4.3. Linkage disequilibrium (LD)
The LD test revealed that the M3S population, across cycles of selection, was essentially in linkage equilibrium with the number of significant LD tests varying between only one (0.14%) in C3S1 to 13 (1.85%) in C1. For the three pairs of loci found to be in LD in the base population (C0), we assumed to originate either from parental LD or that they were created during population maintenance by chain sib-mating. In all but one case of observed LD in improved cycle populations (from C1 to C4), the instances of LD were not found in the C0 population and must have been generated over the course of the RS program. The total number of pairs of markers in LD generally increased with selection, which is consistent with the results reported for other populations improved through RS [
7,
14,
17,
43]. Theoretically, LD in a population can arise from intermixture of populations with different allele frequencies, by chance in small populations (random genetic drift), from selection favoring one combination of alleles over another (epistatic selection), or assortative mating [
3,
58]. On the other hand, hitchhiking may lead to an increase but also a decrease of LD between two neutral loci linked to a locus experiencing positive directional selection, depending on the position of that locus relative to two neutral loci [
59]. In several previous studies, the LD generated during the course of recurrent selection in maize synthetic populations was suggested to result mainly from genetic drift [
60], from natural selection for epistatic effects [
57], or from selection for epistatic effects [
7,
9,
14,
57]. All above mentioned evolutionary forces could be involved in creating LD between loci in M3S population as well.
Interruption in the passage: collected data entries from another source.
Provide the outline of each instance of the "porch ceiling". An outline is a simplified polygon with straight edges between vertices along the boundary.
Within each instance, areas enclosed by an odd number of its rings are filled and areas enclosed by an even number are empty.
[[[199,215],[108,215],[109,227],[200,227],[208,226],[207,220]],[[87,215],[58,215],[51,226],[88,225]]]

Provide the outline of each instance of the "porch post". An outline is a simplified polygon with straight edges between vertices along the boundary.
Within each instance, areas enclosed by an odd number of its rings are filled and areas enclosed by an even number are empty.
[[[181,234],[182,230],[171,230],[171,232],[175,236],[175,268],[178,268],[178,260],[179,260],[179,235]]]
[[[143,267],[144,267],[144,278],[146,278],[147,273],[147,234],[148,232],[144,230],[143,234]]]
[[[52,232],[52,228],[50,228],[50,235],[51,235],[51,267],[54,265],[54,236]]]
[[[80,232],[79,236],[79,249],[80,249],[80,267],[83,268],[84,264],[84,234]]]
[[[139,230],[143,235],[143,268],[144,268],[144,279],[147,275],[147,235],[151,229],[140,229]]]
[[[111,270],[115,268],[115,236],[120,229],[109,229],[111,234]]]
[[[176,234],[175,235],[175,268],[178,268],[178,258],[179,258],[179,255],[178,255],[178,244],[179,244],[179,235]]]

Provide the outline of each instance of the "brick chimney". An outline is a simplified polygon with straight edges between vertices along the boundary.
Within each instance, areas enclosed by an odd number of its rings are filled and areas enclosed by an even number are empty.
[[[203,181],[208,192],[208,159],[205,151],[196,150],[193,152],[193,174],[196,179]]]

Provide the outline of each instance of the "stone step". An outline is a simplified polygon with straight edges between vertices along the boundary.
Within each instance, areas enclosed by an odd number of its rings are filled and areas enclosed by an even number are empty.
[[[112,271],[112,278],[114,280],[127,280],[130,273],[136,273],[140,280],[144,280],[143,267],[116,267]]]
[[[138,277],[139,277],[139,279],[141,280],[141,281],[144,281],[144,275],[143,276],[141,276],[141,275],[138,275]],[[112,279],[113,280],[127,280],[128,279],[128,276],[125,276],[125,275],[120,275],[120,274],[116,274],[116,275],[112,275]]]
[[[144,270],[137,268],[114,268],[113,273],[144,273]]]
In a single cycle of selection, it is expected that genetic drift would generate new LD between different loci regardless of whether they are linked or unlinked. According to the Equation 1 (given in the chapter Materials and Methods), generation of drift-related LD for each single cycle of selection is in favor of unlinked loci with the probability of the two randomly selected loci being linked of only 0.08. However, due to positive correlations between the rate of decay of LD and the recombination rate between the two loci [
3], we can assume that the rate of LD decay in the M3S population due to intercrossing of selected progenies and seed multiplication of cycle populations was lower for linked than for unlinked loci. This can possibly explain the observed surplus of LD pairs including linked loci in the present study. Selection for favorable epistatic interactions may have also be involved in generating LD in the M3S population because of observed overrepresentation of nonneutral pairs among pairs of loci detected to be in significant LD (based on Equation 2 given in the chapter Materials and Methods).